The firm then provides the salary and benefits for that lawyer to take a full-time position leading the new program at the organization (as well as service the lawyer's education loans while they are leading their new program).

Each fellowship will be for a 2-year term, before which there will be a selection process including applications, interviews, and ultimately the selection of our fellow.

Patient at the Doctor

Some of the issues fellows seek to address are:

Access to Healthcare, Community Economic Development, Criminal Justice Reform, Domestic Violence & Family Law, Racial Justice, Workers' Rights, Housing & Homelessness, and Education & Special Education.

Our Fellows

Molly Gordon

This fall, Molly begins her work as our third Faber fellow, working alongside Southeast Louisiana Legal Services to increase housing stability for individuals who have been subject to unfair rent debt collection practices as a result of the pandemic. 
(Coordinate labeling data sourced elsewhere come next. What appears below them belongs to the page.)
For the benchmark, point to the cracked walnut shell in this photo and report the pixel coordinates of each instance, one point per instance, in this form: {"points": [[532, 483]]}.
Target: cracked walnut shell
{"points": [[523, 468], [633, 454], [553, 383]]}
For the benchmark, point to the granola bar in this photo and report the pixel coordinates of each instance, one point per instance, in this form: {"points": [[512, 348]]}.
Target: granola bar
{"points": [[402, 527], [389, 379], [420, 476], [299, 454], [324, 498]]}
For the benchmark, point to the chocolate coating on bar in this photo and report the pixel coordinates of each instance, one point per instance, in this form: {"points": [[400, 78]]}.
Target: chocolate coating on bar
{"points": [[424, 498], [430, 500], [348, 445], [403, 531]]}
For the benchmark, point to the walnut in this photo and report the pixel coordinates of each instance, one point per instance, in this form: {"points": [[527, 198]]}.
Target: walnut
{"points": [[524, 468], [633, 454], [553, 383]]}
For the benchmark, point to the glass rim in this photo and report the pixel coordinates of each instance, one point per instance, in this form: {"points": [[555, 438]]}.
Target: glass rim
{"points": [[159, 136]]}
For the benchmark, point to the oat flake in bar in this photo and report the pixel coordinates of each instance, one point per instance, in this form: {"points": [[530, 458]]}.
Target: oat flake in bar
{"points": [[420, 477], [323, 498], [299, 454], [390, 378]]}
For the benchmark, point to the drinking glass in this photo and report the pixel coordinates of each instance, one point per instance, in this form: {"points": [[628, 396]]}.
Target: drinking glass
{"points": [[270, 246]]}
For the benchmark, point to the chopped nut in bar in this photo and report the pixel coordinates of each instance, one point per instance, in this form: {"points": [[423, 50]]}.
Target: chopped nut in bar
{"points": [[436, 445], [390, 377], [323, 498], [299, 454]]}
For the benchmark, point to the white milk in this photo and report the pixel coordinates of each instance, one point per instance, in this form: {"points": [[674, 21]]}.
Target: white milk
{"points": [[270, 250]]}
Molly's project will focus on the low-income renters who, throughout the course of the pandemic, fell behind on rent through no fault of their own. Gordon will represent tenants who have been sued for alleged rent debt or have had debt referred to collection agencies as well as bring claims under federal consumer protection statuses against landlords and debt buyers engaging in abusive practices. 
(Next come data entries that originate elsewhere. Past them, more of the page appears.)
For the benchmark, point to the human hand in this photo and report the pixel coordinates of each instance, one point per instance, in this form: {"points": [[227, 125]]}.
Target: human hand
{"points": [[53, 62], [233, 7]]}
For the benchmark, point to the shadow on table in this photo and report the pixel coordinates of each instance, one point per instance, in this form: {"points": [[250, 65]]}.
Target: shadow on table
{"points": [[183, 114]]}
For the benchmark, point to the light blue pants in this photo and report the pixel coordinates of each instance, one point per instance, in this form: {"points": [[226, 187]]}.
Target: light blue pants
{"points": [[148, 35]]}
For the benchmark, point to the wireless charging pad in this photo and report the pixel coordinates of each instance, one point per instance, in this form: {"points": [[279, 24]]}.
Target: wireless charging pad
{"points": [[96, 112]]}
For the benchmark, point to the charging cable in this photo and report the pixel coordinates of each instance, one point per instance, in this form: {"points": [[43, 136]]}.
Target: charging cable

Additionally, she will help renters understand their rights to dispute inaccurate credit reporting. She will also work in coalition with housing advocacy groups for state and local policy solutions to the rent debt crisis in Louisiana.

Molly Gordon Headshot

Madeline Semanisin (Middlebrooks)

Madeline began working in Fall of 2020 to address the lead contamination water crisis in St. Louis Public Schools (SLPS). Through an initiative hosted by Great Rivers Environmental Law Center, Middlebrooks worked to implement a multi-dimensional strategy and advocacy for the safety of school-aged children. With a focus on a predominantly African American area of the city, she spent her first-year investigating, coalition building and inspiring change in an area of the city where water contamination poses a serious health threat. After initiating a state-wide campaign, she met with a state representative and began the process of drafting an original bill that encompasses concerns unique to the state of Missouri and filed that bill in December of 2021. 
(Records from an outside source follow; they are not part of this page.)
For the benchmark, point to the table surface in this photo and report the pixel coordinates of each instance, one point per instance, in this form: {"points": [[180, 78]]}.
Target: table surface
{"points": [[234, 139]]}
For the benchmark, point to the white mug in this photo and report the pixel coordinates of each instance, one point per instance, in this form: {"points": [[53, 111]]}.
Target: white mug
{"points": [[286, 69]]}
As a result of Middlebrooks’ and many others hard work and dedication, Governor Mike Parson signed off on legislation that requires water testing in Missouri public schools, as well as devotes $27 million in federal funds to help schools install water filters.

The “Get the Lead Out of School Drinking Water Act,” which was signed into law on July 1st, 2022, went into effect on Aug 28th, and requires schools to test their drinking water for lead contamination on a yearly basis; if samples show a lead concentration of 5 parts per billion (ppb) or greater, remediation will take place in the form of water filtration installation.

Madeline Middlebrooks

Jen Rasay

As Faber's first fellow, Jen worked with the National Center for Law and Economic Justice (NCLEJ) in New York City, to challenge work requirements that impeded access to public Medicaid benefits through advocacy, impact litigation and community-based organizing.

In Spring 2019, through a partnership with the National Health Law Program and the New Hampshire legal assistance group, Rasay assisted in filing a lawsuit on behalf of New Hampshire residents with disabilities who rely on Medicaid to access services. The lawsuit resulted in a federal district judge vacating the federal government’s approval of the state’s work requirement program.

Her project also encompassed cases involving the improvement of access to healthcare for indigent people with disabilities. The New York ADA case Newkirk vs. Pierre challenged the Suffolk County of Social Service’s lack of meaningful access to benefits for people with disabilities. As part of this case, Rasay argued her first motion in court on behalf of plaintiffs.

Since her NCLEJ fellowship concluded, Rasay began a second 2-year fellowship centering on impact litigation with the Center for Reproductive Rights, and as of July 2022, Jen is now a staff attorney for the CRR.